3.2.2 AVPixFmtDescriptor

AVPixFmtDescriptor 定義了圖像數據在內存中的組織排列形式，此數據結構定義了像素格式的實現細節。

/**
 * Descriptor that unambiguously describes how the bits of a pixel are
 * stored in the up to 4 data planes of an image. It also stores the
 * subsampling factors and number of components.
 *
 * @note This is separate of the colorspace (RGB, YCbCr, YPbPr, JPEG-style YUV
 *       and all the YUV variants) AVPixFmtDescriptor just stores how values
 *       are stored not what these values represent.
 */
typedef struct AVPixFmtDescriptor {
    const char *name;
    uint8_t nb_components;  ///< The number of components each pixel has, (1-4)

    /**
     * Amount to shift the luma width right to find the chroma width.
     * For YV12 this is 1 for example.
     * chroma_width = AV_CEIL_RSHIFT(luma_width, log2_chroma_w)
     * The note above is needed to ensure rounding up.
     * This value only refers to the chroma components.
     */
    uint8_t log2_chroma_w;

    /**
     * Amount to shift the luma height right to find the chroma height.
     * For YV12 this is 1 for example.
     * chroma_height= AV_CEIL_RSHIFT(luma_height, log2_chroma_h)
     * The note above is needed to ensure rounding up.
     * This value only refers to the chroma components.
     */
    uint8_t log2_chroma_h;

    /**
     * Combination of AV_PIX_FMT_FLAG_... flags.
     */
    uint64_t flags;

    /**
     * Parameters that describe how pixels are packed.
     * If the format has 1 or 2 components, then luma is 0.
     * If the format has 3 or 4 components:
     *   if the RGB flag is set then 0 is red, 1 is green and 2 is blue;
     *   otherwise 0 is luma, 1 is chroma-U and 2 is chroma-V.
     *
     * If present, the Alpha channel is always the last component.
     */
    AVComponentDescriptor comp[4];

    /**
     * Alternative comma-separated names.
     */
    const char *alias;
} AVPixFmtDescriptor;

const char *name

像素格式名稱。

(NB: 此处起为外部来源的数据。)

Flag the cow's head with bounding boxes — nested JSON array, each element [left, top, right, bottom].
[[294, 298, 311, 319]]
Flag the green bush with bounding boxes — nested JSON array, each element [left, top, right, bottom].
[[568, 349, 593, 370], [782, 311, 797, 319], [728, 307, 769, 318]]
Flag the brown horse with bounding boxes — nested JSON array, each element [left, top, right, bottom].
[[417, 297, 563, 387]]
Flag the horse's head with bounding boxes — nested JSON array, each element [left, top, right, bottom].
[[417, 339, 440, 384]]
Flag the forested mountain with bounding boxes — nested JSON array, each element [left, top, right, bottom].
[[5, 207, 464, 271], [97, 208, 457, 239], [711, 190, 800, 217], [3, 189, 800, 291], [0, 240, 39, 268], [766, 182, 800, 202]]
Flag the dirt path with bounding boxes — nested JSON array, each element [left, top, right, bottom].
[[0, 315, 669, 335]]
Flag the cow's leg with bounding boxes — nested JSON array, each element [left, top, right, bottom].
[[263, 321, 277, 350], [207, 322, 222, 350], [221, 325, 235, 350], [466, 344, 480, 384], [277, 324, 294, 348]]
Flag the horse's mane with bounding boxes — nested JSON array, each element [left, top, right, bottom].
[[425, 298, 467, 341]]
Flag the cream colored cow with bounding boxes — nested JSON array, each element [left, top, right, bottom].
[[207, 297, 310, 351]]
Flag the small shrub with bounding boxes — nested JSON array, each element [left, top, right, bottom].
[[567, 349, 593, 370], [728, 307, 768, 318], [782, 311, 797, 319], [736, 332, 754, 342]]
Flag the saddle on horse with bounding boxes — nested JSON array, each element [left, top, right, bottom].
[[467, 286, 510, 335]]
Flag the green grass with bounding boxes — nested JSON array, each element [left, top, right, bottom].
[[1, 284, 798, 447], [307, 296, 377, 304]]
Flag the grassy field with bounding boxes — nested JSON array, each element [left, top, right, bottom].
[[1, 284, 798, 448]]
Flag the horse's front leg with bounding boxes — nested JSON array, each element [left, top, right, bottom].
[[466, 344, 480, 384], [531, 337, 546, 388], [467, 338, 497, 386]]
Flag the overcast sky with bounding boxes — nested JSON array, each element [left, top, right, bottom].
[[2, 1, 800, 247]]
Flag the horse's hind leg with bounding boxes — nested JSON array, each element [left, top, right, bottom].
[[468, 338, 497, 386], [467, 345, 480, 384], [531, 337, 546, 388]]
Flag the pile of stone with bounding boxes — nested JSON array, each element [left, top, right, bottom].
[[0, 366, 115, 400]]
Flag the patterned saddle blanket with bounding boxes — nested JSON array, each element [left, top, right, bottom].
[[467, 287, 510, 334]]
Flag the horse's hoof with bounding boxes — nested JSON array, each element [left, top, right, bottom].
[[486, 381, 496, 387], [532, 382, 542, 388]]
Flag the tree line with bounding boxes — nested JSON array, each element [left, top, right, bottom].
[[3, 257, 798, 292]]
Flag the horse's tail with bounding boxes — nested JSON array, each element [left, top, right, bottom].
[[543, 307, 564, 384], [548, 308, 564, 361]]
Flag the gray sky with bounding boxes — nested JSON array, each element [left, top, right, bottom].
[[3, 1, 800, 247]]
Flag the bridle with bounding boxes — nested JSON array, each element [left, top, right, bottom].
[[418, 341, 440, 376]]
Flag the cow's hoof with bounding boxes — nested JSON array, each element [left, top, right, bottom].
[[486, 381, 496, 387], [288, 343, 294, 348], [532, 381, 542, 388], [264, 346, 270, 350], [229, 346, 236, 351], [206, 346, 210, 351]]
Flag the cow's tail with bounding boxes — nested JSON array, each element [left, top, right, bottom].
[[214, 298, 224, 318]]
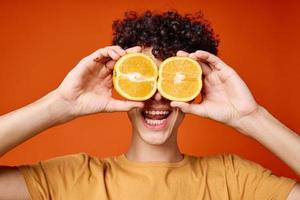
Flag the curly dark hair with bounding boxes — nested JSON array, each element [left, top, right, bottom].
[[112, 10, 219, 60]]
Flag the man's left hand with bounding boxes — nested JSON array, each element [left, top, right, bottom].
[[171, 50, 260, 130]]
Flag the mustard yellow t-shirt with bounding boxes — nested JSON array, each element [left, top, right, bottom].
[[18, 153, 296, 200]]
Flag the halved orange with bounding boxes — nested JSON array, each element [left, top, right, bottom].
[[157, 57, 202, 102], [113, 53, 158, 101]]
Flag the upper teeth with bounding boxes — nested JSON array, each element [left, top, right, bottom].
[[144, 110, 169, 115]]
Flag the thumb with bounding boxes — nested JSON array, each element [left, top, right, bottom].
[[170, 101, 208, 118], [108, 99, 144, 112], [170, 101, 193, 113]]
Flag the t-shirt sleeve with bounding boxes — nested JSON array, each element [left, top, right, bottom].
[[227, 154, 297, 200], [17, 152, 98, 200]]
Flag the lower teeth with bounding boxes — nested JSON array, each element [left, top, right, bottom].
[[145, 118, 166, 125]]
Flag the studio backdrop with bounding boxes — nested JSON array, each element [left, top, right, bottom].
[[0, 0, 299, 181]]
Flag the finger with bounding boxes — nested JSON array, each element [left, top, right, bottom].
[[92, 47, 120, 63], [107, 48, 120, 60], [102, 73, 112, 84], [75, 47, 118, 80], [199, 62, 212, 75], [91, 48, 109, 61], [125, 46, 142, 53], [188, 53, 197, 60], [176, 50, 189, 57], [194, 50, 227, 70], [188, 53, 212, 76], [88, 48, 112, 66], [103, 74, 113, 88], [109, 46, 126, 56], [98, 60, 116, 78], [97, 46, 140, 79], [105, 60, 116, 70], [170, 101, 208, 118], [170, 101, 193, 114], [93, 56, 111, 64], [108, 99, 144, 112]]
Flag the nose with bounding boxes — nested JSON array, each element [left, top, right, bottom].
[[152, 91, 162, 101]]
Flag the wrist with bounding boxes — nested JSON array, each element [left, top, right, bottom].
[[231, 105, 268, 137], [42, 90, 77, 125]]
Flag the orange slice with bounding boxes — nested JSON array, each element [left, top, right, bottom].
[[157, 57, 202, 102], [113, 53, 158, 101]]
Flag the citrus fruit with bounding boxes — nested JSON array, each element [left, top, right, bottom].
[[157, 57, 202, 102], [113, 53, 158, 101]]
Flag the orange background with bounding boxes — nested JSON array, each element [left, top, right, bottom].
[[0, 1, 299, 181]]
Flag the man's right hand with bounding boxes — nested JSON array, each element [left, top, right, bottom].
[[0, 46, 145, 199], [55, 45, 144, 118], [0, 45, 145, 158]]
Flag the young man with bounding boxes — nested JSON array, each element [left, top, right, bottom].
[[0, 11, 299, 200]]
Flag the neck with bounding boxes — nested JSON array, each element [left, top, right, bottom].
[[125, 130, 183, 162]]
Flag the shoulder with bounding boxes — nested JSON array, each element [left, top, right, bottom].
[[16, 153, 115, 199], [187, 153, 266, 173], [188, 153, 246, 165], [38, 152, 102, 167], [18, 152, 108, 176], [186, 154, 297, 199], [17, 152, 112, 187]]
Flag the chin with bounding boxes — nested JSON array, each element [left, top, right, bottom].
[[128, 103, 184, 146]]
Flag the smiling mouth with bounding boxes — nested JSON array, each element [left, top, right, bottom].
[[140, 108, 173, 130]]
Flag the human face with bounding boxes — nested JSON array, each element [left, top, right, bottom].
[[127, 47, 185, 145]]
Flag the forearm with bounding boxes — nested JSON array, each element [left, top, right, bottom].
[[0, 90, 74, 158], [235, 106, 300, 176]]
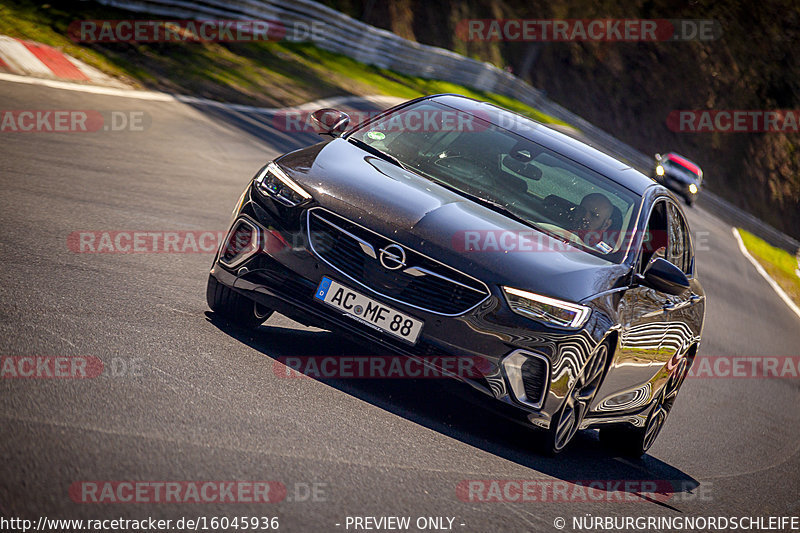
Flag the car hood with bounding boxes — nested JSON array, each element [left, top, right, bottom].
[[277, 138, 631, 303]]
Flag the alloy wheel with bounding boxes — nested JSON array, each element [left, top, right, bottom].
[[642, 356, 690, 452], [553, 343, 609, 452]]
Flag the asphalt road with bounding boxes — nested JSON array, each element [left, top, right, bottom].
[[1, 79, 799, 532]]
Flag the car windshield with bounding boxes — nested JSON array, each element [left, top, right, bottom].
[[664, 155, 701, 177], [348, 100, 641, 263]]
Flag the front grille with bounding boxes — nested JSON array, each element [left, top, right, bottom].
[[307, 208, 490, 315], [521, 356, 548, 406]]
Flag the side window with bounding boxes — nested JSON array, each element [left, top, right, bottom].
[[639, 200, 668, 273], [667, 202, 693, 275], [681, 211, 694, 275]]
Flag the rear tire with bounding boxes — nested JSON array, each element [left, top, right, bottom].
[[600, 354, 692, 457], [206, 274, 272, 329]]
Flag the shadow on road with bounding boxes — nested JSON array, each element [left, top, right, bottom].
[[206, 311, 699, 508]]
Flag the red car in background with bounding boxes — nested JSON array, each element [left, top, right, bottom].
[[653, 152, 703, 206]]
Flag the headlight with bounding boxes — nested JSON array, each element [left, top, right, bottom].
[[254, 162, 311, 207], [502, 287, 591, 329], [655, 165, 665, 176], [688, 183, 698, 194]]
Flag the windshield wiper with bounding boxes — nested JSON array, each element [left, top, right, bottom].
[[429, 180, 538, 228], [348, 138, 407, 169], [346, 141, 568, 244], [426, 179, 573, 244]]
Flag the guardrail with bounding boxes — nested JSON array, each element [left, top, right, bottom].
[[98, 0, 649, 159], [97, 0, 800, 253]]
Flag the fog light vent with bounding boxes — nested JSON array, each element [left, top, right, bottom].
[[502, 350, 550, 409], [220, 219, 260, 268]]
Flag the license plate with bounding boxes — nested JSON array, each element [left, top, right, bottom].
[[314, 277, 423, 344]]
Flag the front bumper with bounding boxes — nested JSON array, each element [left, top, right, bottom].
[[210, 185, 647, 430], [657, 172, 700, 199]]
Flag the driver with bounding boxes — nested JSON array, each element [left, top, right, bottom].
[[571, 193, 614, 247]]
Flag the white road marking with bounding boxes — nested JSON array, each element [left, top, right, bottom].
[[0, 71, 174, 100], [0, 71, 403, 113], [732, 227, 800, 321]]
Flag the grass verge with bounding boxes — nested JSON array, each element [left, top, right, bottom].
[[738, 229, 800, 307], [0, 0, 569, 126]]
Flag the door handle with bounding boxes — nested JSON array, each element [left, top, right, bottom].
[[664, 294, 702, 313]]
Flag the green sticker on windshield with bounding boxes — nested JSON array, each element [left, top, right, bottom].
[[366, 131, 385, 141]]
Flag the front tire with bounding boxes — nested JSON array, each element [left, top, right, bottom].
[[206, 274, 272, 329], [541, 341, 610, 454]]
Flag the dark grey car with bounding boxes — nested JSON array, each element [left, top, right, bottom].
[[207, 94, 706, 455]]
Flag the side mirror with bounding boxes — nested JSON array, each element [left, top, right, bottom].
[[654, 153, 662, 161], [310, 108, 350, 137], [637, 257, 690, 295]]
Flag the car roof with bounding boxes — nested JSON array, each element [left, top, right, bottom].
[[421, 94, 656, 196], [663, 152, 702, 174]]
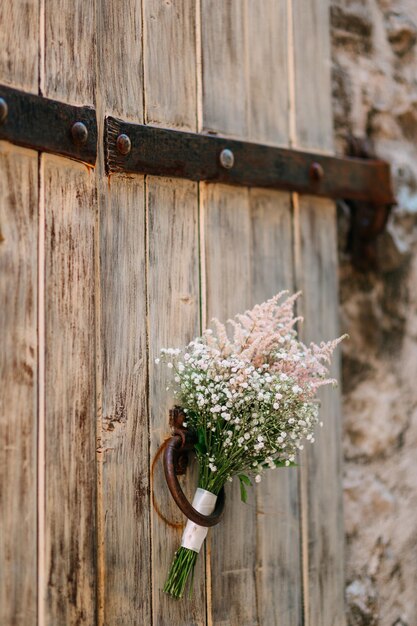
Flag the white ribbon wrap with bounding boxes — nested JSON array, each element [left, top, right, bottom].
[[181, 488, 217, 553]]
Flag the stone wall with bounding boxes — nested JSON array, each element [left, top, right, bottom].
[[331, 1, 417, 624]]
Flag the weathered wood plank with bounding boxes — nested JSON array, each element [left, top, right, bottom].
[[98, 0, 143, 120], [245, 3, 303, 619], [201, 182, 258, 626], [246, 0, 289, 146], [0, 1, 39, 93], [96, 2, 150, 624], [43, 155, 97, 624], [294, 197, 345, 626], [42, 3, 97, 623], [250, 188, 302, 626], [291, 0, 346, 623], [292, 0, 333, 152], [147, 176, 204, 625], [0, 144, 38, 626], [99, 176, 150, 626], [0, 5, 39, 624], [44, 0, 96, 104], [142, 3, 206, 623], [144, 0, 197, 130], [201, 1, 246, 136], [201, 5, 303, 623]]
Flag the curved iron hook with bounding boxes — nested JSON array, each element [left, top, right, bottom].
[[163, 434, 225, 527]]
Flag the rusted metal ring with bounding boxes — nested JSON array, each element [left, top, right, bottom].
[[163, 434, 225, 527]]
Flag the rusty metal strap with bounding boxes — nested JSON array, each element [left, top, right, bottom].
[[0, 84, 394, 207], [105, 116, 394, 204], [0, 84, 97, 165]]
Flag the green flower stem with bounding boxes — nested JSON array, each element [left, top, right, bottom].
[[163, 547, 198, 599]]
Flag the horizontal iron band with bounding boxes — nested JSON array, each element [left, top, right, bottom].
[[0, 84, 97, 165], [105, 116, 394, 204]]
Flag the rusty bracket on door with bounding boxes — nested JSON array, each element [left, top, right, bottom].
[[0, 84, 97, 165], [105, 116, 394, 205]]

例如 AV_PIX_FMT_YUV420P 的名稱為 yuv420p，AV_PIX_FMT_YUV420P 在 FFmpeg 代碼中使用，而像素格式名稱 yuv420p 則在 FFmpeg 命令行中使用。

uint8_t nb_components

圖像分量數，取值范圍 1 - 4。例如 AV_PIX_FMT_GRAY8 只有 Y 一個分量，AV_PIX_FMT_YUV420P 有 Y、U、V 三個分量，AV_PIX_FMT_NV12 也有 Y、U、V 三個分量，AV_PIX_FMT_ARGB 有 A、R、G、B 四個分量。

uint8_t log2_chroma_w

寬度移位的位數，表示將亮度樣本寬度右移多少位能得到色度樣本的寬度，此值等于水平方向色度子采樣因子。例如對于 yuv420p 格式，若圖像分辨率為 1280 x 720，則亮度樣本寬度(水平方向亮度樣本數)為 1280，色度樣本寬度(水平方向色度樣本數)為 1280/2 = 640，log2_chroma_w 值為 1(右移 1 位)。

uint8_t log2_chroma_h

高度移位的位數，表示將亮度樣本高度右移多少位能得到色度樣本的高度，此值等于垂直方向色度子采樣因子。例如對于 yuv420p 格式，若圖像分辨率為 1280 x 720，則亮度樣本高度(垂直方向亮度樣本數)為 720，色度樣本高度(垂直方向色度樣本數)為 720/2 = 360，log2_chroma_w 值為 1(右移 1 位)。

uint64_t flags

像素格式標志位組合，形如 AV_PIX_FMT_FLAG_BE ｜ AV_PIX_FMT_FLAG_HWACCEL 。例如，標志 AV_PIX_FMT_FLAG_BE 表示大端格式，AV_PIX_FMT_FLAG_HWACCEL 表示此像素格式用于硬解或硬編等硬件加速場合。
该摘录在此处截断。